I want to write short personal narratives for magazines targeted to moms.
I’m wondering if it would be appropriate to include the story with my query letter… or maybe at least part of it?
Because I don’t have experience being published with any magazine before, I was thinking if I included some of my article, it would allow my writing to speak alongside my letter.
I would appreciate your advice on this!
Sarah – in comments
Before I answer your question I’m going to suggest you get yourself a copy of Writer’s Market. And get the book version – in the front of that annual volume is a whole series of articles about how the freelance writing game is played. You’ll find out about agents, markets, query letters and about writing an article for magazines on spec or speculation. The market listings there will also help you figure out which magazines want spec submissions and which don’t.
Now, about your question.
When you’ve got few or no credits or clips sending a complete article to a magazine only makes sense. The editor can quickly tell if you’ve been able to write an article her readers will want to read – in both subject matter and voice or tone.

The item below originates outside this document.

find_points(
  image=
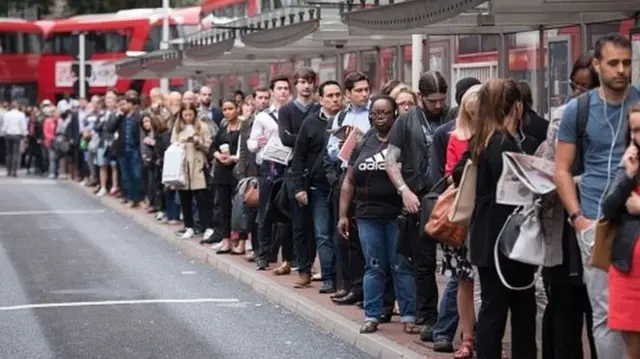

It’s call submitting on spec or speculation and is referred to as an ‘over the transom submission.’ There’s a long tradition of new magazine writers getting started this way.
Better to submit the complete article rather than a part – again because you don’t yet have the credits that would make your query strong.
Keep your query letter short – something like enclosed is an over the transom submission. When you’re submitting on spec to magazines you don’t need to explain anything else unless you’ve got a serious credential that backs up what you write.